Mots-clés droit social

LicenciementCause réelle et sérieuseNullité du licenciementDiscipline / sanctionsPréavis / indemnités de ruptureContrat de travailSalaire / rémunérationPrimes / variableCongés payésTemps de travailHarcèlement moralDiscriminationÉgalité de traitementObligation de sécuritéHandicap / aménagementCSE / représentants du personnelAccord collectif / convention collectiveProcédure prud'homale

Synthèse

Juridiction
Cour d'appel
Chambre
Pôle 6 - Chambre 3
Date
20/05/2026
Numéro d'affaire
22/07048

Résumé

COUR D'APPEL DE PARIS Pôle 6 - Chambre 3 ARRÊT DU 20 MAI 2026 (n° , 18 pages) Numéro d'inscription au répertoire général : N° RG 22/07048 - N° Portalis 35L7-V-…

Texte de la décision

COUR D'APPEL DE PARIS Pôle 6 - Chambre 3 ARRÊT DU 20 MAI 2026 (n° , 18 pages) Numéro d'inscription au répertoire général : N° RG 22/07048 - N° Portalis 35L7-V-B7G-CGD5I Décision déférée à la Cour : Jugement du 20 Janvier 2022 - Conseil de Prud'hommes - Formation paritaire de PARIS - RG n° 20/08854.

APPELANT Monsieur [K] [W] [Adresse 1] [Localité 1] (ROYAUME-UNI) Représenté par Me Maud THOMAS, avocat au barreau de PARIS, toque : A0753 INTIMÉE S.A.S.U. [1] [Adresse 2] [Localité 2] Représentée par Me Guillaume DEDIEU, avocat au barreau de PARIS, toque : L0289 COMPOSITION DE LA COUR : L'affaire a été débattue le 24 mars 2026, en audience publique, devant la Cour composée de : Madame Marie-Lisette SAUTRON, Présidente de chambre Madame Fabienne ROUGE, Présidente de chambre Monsieur Christophe BACONNIER, Président de chambre qui en ont délibéré, un rapport a été présenté à l'audience par Madame Marie-Lisette SAUTRON dans les conditions prévues par l'article 804 du code de procédure civile.
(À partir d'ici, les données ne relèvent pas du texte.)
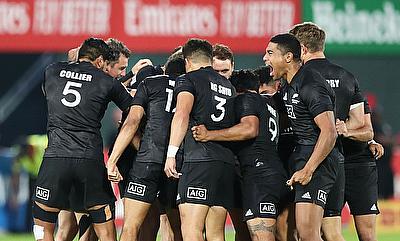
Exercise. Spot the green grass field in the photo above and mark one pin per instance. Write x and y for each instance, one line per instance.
(349, 235)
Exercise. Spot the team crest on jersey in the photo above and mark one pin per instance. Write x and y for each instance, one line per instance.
(42, 193)
(294, 98)
(290, 111)
(197, 193)
(321, 196)
(136, 188)
(267, 208)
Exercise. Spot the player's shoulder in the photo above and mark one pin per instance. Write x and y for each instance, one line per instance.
(309, 76)
(56, 65)
(346, 74)
(249, 99)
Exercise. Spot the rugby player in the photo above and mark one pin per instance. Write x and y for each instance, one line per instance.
(310, 103)
(205, 189)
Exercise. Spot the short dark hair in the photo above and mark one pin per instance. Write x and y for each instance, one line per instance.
(263, 75)
(288, 43)
(117, 45)
(92, 48)
(197, 50)
(222, 52)
(244, 80)
(175, 65)
(310, 35)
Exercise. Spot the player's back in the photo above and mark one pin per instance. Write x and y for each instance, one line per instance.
(343, 83)
(213, 107)
(77, 96)
(155, 95)
(263, 147)
(307, 96)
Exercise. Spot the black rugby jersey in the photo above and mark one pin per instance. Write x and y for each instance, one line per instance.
(287, 140)
(214, 107)
(358, 151)
(263, 148)
(343, 83)
(77, 96)
(155, 95)
(307, 96)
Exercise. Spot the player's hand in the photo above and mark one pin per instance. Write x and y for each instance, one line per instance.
(302, 176)
(140, 64)
(377, 150)
(341, 128)
(170, 168)
(113, 172)
(200, 133)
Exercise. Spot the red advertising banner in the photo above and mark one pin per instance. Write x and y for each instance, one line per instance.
(143, 25)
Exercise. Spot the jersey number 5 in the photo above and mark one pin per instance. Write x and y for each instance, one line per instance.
(68, 90)
(220, 106)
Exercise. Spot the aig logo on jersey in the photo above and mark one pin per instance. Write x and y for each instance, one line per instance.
(267, 208)
(321, 196)
(42, 193)
(197, 193)
(136, 188)
(290, 111)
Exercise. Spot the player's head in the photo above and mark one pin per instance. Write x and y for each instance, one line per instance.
(223, 60)
(197, 53)
(96, 51)
(244, 80)
(311, 37)
(267, 83)
(282, 51)
(117, 67)
(175, 64)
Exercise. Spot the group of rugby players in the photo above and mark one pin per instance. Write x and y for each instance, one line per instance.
(281, 148)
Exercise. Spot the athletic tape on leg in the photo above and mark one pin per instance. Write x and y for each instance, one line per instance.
(38, 232)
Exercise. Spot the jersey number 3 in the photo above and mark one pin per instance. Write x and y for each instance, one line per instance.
(220, 106)
(68, 90)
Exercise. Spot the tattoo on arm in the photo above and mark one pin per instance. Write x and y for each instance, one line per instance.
(261, 226)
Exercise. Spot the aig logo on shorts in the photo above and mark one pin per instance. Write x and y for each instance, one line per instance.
(267, 208)
(321, 196)
(197, 193)
(42, 193)
(136, 188)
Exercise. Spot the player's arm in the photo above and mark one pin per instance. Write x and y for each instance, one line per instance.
(247, 129)
(365, 133)
(124, 138)
(179, 126)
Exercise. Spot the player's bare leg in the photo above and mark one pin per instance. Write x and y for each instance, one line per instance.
(148, 229)
(241, 231)
(309, 221)
(332, 229)
(286, 225)
(175, 222)
(193, 218)
(215, 223)
(165, 229)
(67, 226)
(44, 231)
(262, 229)
(365, 226)
(105, 230)
(134, 215)
(86, 230)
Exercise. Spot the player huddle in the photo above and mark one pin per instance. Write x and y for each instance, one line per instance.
(281, 148)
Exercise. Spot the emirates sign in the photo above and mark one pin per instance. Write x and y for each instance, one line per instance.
(144, 25)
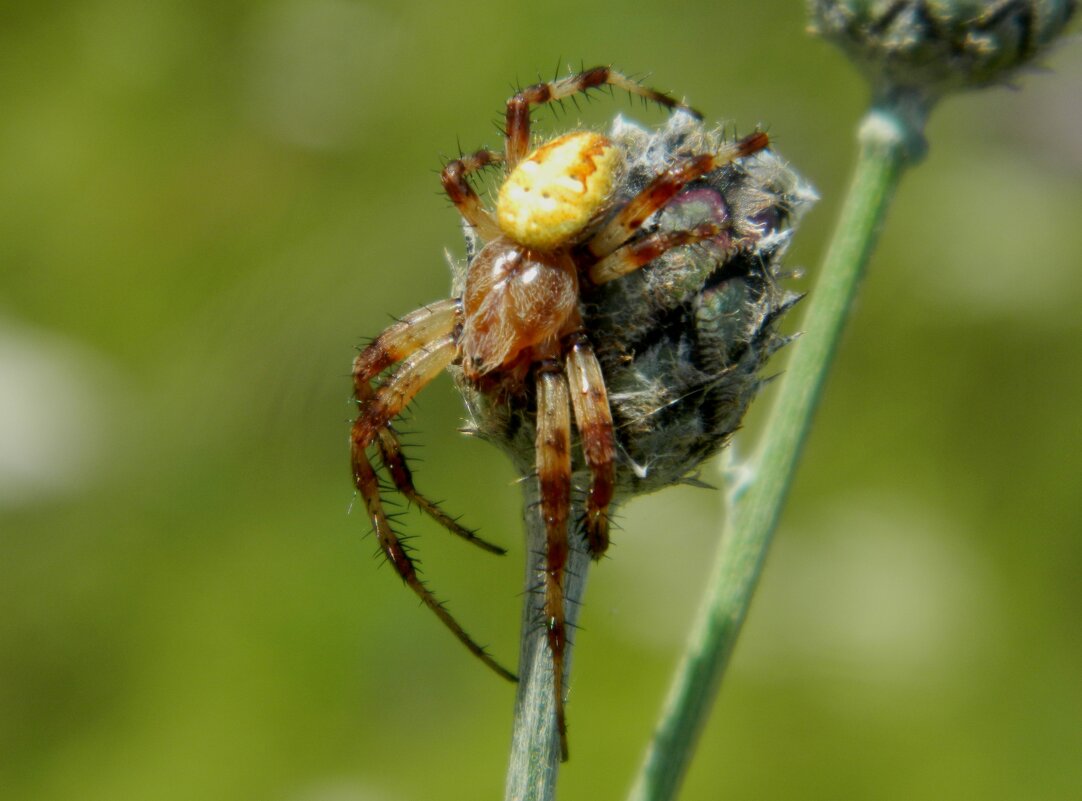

Greffier lors des débats : Madame Camille JOBEZ, greffière placée en préaffectation sur poste ARRÊT : - contradictoire, - par mise à disposition de l'arrêt au greffe de la Cour, les parties en ayant été préalablement avisées dans les conditions prévues au deuxième alinéa de l'article 450 du code de procédure civile, - signé par Marie-Lisette SAUTRON, Présidente de chambre, et par Charlotte SORET, Greffière, à laquelle la minute de la décision a été remise par le magistrat signataire. *** RAPPEL DES FAITS ET PROCÉDURE M. [W], de nationalité philippine, a été engagé pour la première fois par le groupe [1] au Japon le 15 août 2016, société leader mondial du commerce électronique.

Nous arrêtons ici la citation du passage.